Judge Johnston’s analysis of the choice of law issues is interesting. Practitioners may find it instructive to review her analysis. In the end, she concluded that he did not have to determine which jurisdiction’s law governed; but her conclusion that she did not need to decide did not depend on a conclusion that there were no pertinent differences between New York and Delaware law; to the contrary, she expressly noted key differences between the two jurisdictions law. What she did conclude was that even if New York law applied, it would not change the outcome because the underlying settlement did not involve disgorgement or restitution and because Godiva had not stated a claim for bad faith. In the end, Judge Johnston made a decision on the merits on these two issues, without making a choice of law determination, in order to complete her analysis and reach the conclusion that the choice of law issue didn’t matter. This seems to me to be a little bit of a reversal of the usual order of things, as analytically the choice of law issue typically precedes a determination of the merits.
Many readers of this blog are aware of the concern I have expressed elsewhere on this site that the Delaware courts (and in particular the Delaware Superior Court) is a policyholder-friendly forum for the determination of insurance disputes. While in this case Judge Johnston did in fact conclude that some portions of the settlement amounts may be precluded from coverage either as representing loss due to a claim for “unfair trade practices” or as “civil money penalties,” she otherwise gave the insurers’ arguments fairly short shrift. I have not read the briefs so I can’t really say, but reading between the lines I suspect that there may be more to the insurers’ arguments relating to the nature of the underlying statutory claims than appears in Judge Johnston’s opinion.
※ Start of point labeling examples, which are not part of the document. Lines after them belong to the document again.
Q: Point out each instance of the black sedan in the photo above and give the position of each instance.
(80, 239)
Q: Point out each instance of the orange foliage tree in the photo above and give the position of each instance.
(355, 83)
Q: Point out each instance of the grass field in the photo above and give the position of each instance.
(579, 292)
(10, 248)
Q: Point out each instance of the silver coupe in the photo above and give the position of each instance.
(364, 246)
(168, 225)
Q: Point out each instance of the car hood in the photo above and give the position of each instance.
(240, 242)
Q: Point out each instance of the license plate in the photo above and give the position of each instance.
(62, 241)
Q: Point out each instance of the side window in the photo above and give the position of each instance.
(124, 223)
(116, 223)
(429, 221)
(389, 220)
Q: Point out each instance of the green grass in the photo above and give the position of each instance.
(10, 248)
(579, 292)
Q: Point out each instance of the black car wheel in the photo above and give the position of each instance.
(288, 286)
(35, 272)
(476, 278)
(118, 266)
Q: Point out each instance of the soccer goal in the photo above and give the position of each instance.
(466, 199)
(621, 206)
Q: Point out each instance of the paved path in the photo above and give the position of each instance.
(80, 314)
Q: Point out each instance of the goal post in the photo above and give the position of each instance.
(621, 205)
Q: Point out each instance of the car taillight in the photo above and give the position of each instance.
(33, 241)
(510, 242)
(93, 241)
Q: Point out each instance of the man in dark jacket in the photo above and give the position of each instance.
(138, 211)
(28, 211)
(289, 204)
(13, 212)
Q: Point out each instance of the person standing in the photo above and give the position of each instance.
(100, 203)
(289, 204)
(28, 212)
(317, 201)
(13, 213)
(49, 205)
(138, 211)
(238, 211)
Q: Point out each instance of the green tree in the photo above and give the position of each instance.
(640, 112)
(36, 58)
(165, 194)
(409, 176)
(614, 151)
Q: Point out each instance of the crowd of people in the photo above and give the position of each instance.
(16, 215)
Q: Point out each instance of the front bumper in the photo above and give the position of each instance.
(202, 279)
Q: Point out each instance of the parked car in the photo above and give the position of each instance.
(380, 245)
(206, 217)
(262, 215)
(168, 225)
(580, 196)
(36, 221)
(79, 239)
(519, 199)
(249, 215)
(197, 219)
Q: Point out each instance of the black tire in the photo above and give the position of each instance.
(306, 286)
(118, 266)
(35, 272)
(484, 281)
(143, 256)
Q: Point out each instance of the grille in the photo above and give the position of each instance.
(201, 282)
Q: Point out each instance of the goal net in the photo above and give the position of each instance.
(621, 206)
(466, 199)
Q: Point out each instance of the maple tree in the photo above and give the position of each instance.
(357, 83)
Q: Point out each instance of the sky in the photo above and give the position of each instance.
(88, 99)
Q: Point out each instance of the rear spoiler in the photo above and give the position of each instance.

That said, I have to say I was heartened by at least some of Judge Johnston’s analysis of the insurers’ argument that coverage for the settlement was precluded by the policy’s antitrust exclusion. It has been my observation that insurers often try to leverage this exclusion to try to preclude coverage for claims having nothing to do with alleged violations of the antitrust laws. Here they were trying to argue that the exclusion precluded coverage for the underlying consumer protection and false advertising claims. I was glad to see Judge Johnston take a very narrow view of this argument. In the end, she said only that the exclusion could preclude coverage, if at all, only to the extent that some of the underlying statutory allegations can be interpreted as relating to or governing unfair trade practices, which narrowed the preclusive effect that the insurers sought considerably.
Many thanks to a loyal reader for providing me with a copy of Judge Johnston’s opinion.